TURN20:ダークワールドの四天王

 ダークワールドを倒すべく、デュエニウム鉱山へやってきた遊太たち。

「まさか…鉱山の地下深くに…」

「こんなものがあるとはな…」

 彼らの目の前に広がる光景。それは鉱山に不釣り合いな巨大な城であった。

「この城が奴らの本拠地という訳か」

(いよいよラスダンかー流石に緊張するなあ)

 この少年、現実世界からアニメのモブキャラに転生したが、何故か主人公一行の仲間になってしまったタカシ。タカシは前世の記憶を改めて思い出す。


「覇王神竜ボルヴァークの攻撃!!森羅万象終焉砲!!」

「ぐあああああああああああああああ!!!!」


(このままアニメのシナリオ通りに進めば遊太はラスボスに負ける。この運命を変えられるかは…俺にかかっている訳か)

「みんな、この城に入れば後戻りはできないかもしれない。覚悟は出来ているか?」

「当然だ。この命をかけてでも、俺は妹を…春奈を救いだす!」

「アタシも覚悟は決めたわ。遊太、アンタと最後まで共に戦う!逆にアンタが負けるなんてしたら許さないんだから!!」

「えっと…俺も…覚悟は…決めてるっ…!」

「うん!さあ行こうぜ!これが俺たちの最後の戦いだ!!」


(こうしてラスダン『ダークワールドの城』での戦いが幕を開けた)

「侵入者発見!排除せよ!!」

「あ、えっと、俺が!」

「分かった!任せるぜタカシ!!」

(俺はここにたどり着くまでの道中での戦い同様、ボス戦はお前らに任せた!作戦を実行。俺はそれ程強くないモブ兵狩りを担当)


「貴様らが我々の同志を打ち破ったという子供たちか。ならばこの私が相手をしよう」

「アタシが相手よ!」

「タカシはさっき兵士を5人も相手したもんな。今のうちに休んでてくれ」

「…うん」

(そしてボス級の相手は遊太たちに任せることにした!こういうユニークキャラは引き運が異様に強い。前世の記憶ありでも正直モブキャラの俺では勝てそうにない)

「アタシのターン!ドロー!!アタシはマジックカード…」

(うん、基本的には前世の世界でアニメで見たのと全く同じ展開だ。勝利の運命が決まっている戦いに、わざわざ俺が干渉する必要も無い、というのも大きな理由である)

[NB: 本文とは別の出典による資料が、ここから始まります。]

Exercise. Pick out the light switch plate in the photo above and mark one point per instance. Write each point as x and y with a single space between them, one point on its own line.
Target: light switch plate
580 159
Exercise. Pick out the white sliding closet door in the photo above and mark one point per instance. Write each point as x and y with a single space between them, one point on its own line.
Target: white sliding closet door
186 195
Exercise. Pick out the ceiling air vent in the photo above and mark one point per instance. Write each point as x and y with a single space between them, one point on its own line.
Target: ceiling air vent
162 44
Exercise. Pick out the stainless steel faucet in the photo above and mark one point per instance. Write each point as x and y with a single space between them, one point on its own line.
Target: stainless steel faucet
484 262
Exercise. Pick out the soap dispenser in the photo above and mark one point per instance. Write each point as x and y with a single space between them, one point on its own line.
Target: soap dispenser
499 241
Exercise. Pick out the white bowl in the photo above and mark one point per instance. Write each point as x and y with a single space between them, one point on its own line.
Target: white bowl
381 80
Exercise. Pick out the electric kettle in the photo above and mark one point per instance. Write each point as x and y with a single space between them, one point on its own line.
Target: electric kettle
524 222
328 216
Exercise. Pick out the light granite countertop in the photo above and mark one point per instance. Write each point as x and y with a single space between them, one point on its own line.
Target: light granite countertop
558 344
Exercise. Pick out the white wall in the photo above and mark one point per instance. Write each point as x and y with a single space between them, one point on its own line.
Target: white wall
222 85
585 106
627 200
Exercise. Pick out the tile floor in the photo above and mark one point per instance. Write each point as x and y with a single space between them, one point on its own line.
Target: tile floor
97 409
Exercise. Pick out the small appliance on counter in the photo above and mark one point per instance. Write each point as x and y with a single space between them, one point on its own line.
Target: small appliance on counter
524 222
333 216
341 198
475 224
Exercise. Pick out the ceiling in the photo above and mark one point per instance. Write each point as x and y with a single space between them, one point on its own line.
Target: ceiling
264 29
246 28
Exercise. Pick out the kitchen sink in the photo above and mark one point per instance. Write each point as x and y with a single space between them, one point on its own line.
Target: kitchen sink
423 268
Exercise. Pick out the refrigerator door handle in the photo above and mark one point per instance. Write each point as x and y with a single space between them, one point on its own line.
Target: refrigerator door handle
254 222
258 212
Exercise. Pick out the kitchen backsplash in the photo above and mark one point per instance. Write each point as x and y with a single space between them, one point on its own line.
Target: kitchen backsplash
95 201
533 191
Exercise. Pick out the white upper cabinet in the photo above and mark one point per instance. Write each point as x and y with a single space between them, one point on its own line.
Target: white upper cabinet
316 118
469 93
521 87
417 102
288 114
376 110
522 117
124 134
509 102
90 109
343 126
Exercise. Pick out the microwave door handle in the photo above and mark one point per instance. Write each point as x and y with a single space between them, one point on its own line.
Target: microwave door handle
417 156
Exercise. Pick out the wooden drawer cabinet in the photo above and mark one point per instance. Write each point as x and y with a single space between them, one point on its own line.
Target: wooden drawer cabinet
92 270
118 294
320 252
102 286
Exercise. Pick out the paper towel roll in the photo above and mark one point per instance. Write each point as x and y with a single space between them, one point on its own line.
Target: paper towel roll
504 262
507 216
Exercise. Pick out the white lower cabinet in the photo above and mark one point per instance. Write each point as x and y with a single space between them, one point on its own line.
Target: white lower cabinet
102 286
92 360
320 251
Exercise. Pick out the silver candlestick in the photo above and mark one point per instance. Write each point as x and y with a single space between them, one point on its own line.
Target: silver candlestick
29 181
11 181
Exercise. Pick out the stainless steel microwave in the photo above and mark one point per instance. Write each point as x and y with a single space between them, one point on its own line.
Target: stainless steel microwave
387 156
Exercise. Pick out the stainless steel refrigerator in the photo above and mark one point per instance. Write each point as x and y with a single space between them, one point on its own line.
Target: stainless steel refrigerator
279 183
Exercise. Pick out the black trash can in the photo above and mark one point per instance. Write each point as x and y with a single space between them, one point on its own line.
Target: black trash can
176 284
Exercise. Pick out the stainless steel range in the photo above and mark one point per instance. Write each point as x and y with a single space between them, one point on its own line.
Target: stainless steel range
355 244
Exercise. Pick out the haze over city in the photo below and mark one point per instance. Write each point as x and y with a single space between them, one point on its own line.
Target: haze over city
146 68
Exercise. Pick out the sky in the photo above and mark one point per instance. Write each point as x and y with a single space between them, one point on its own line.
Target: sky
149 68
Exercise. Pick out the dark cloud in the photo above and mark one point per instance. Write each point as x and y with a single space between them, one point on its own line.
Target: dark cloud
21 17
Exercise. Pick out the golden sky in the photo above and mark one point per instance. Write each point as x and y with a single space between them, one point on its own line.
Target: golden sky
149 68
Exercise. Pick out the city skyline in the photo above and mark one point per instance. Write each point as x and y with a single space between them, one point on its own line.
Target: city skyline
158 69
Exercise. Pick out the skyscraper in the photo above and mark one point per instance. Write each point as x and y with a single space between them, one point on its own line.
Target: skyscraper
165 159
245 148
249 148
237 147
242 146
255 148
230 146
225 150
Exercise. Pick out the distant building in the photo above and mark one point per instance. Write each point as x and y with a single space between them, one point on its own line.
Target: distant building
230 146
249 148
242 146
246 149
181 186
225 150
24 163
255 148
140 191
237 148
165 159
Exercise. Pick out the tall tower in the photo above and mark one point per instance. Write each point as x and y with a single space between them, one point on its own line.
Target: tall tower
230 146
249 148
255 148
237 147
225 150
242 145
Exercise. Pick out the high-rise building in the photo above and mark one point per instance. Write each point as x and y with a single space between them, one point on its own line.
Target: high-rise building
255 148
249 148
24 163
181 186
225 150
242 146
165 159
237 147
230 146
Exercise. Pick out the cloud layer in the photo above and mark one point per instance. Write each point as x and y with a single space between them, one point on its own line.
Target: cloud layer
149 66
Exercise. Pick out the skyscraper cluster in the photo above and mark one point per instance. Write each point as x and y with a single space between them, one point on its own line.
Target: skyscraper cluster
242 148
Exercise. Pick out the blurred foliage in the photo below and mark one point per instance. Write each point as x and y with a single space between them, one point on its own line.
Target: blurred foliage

(ちょっと情けない方法な気もするが、これも遊太を助けるため。道中で俺が負けてカードに封印されてしまったら、遊太の死も確定してしまう。何としてでも俺はラスボス戦まで生き残るんだ…!)


 そして激闘の末に…

「どうやら…城の最上階まで来たみたいだな」

「禍々しい気配を感じるわね…」

「春奈…無事でいてくれ…」

(…よし!ラスボスまであと一息だ!ダークワールドの幹部・パワーナインは残り4人。この四人はパワーナインの中でも特に強く、四天王と呼ばれている。確か…アニメではこの廊下を進んでいると、先鋒として四天王の一人目が現れるって展開だったよな。それを大和が倒す)

「………」

 長い城の廊下を歩く一行。

(そしてその後、残りの四天王がラスボスと共に登場。遊太、大和、愛良がそれぞれ一人ずつ相手をするんだったな。そしてその次はラスボス戦だ!!)

「………」

「………ん????」

 違和感を覚えて振り返るタカシ。

「どうしたタカシ?」

「え、あー。いや、何でもない」

(…確かアニメだと廊下のこの場所で四天王が登場したよな??)

 タカシは周囲をきょろきょろ見渡す。が、誰かが現れる気配は全くない。

(何故何も起きない!?アニメとシナリオ違くね!?)

「おーいタカシー!」

「あ、今行く!」

(…ってかこのままだとアニメで残りの幹部たち3人が現れる大広間に到着しちゃうよな?でも幹部はあと4人残ってる…凄く嫌な予感がする…)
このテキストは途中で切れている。